How to calculate Spark driver and executor memory in local machine?

I am a beginner with spark, generally in some executions with a java.lang.OutOfMemoryError: Java heap space is raised:

java.lang.OutOfMemoryError: Java heap space at java.base/java.nio.HeapByteBuffer.<init>(

I have looked for what could be due to the lack of --driver-memory and --executor-memory args, this spark is hosted in a docker container, and the pyspark script runs with spark-submit:

docker exec -it pyspark_container \
    /usr/local/lib/python3.10/dist-packages/pyspark/bin/spark-submit \

My computer specifications:

8 cores 30GB ram 1.2TB ssd

I would like to know if it is possible and if it makes sense to increase these args since I am not in a cluster, and how to do the allocation calculation.

Really appreciate your help


  • Since you're not using a --master argument in your spark-submit command, you're using Spark in local mode. That means that all the driver and executor processes happen on the same machine.

    In that case, the --executor-memory argument is not used. It is the --driver-memory argument that enable your local cluster to have more memory.

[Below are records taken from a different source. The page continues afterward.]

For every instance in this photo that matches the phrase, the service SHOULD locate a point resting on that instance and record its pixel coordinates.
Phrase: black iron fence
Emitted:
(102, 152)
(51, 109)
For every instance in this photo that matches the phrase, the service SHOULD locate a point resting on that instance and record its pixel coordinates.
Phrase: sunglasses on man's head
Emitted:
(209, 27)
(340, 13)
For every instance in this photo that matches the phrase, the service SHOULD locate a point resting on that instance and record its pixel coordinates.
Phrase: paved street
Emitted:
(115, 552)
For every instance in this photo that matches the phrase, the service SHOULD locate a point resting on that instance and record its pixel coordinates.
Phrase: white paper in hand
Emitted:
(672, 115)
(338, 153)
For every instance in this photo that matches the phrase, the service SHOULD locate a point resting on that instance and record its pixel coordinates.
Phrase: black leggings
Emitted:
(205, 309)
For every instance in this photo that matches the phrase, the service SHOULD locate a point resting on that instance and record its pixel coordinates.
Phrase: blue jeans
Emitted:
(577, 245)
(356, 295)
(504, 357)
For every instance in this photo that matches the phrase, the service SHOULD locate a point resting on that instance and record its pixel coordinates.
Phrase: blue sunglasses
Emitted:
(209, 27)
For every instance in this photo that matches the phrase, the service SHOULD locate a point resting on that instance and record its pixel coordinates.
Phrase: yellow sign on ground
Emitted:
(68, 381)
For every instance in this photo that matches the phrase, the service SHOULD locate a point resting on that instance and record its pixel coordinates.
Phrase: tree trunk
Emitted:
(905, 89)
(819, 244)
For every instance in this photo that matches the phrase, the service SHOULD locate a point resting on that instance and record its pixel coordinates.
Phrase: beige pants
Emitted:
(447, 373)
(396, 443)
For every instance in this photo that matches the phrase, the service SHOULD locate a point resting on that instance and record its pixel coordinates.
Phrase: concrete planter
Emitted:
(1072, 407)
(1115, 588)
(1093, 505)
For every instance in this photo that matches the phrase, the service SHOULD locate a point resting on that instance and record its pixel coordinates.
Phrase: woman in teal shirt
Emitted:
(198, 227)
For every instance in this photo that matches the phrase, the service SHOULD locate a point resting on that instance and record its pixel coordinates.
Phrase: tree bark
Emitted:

    As we don't know what your data looks like, it is a bit hard to say what a proper size would be to choose here. The default value of --driver-memory is 1g. Since you have 30G of RAM on your machine, you can increase this.

    Try something like:

    docker exec -it pyspark_container \
        /usr/local/lib/python3.10/dist-packages/pyspark/bin/spark-submit \
        --driver-memory Xg \

    where X is a number that makes sense for your data. If you have the whole machine to yourself, you can try using a big chunk of the available memory, like --driver-memory 25g.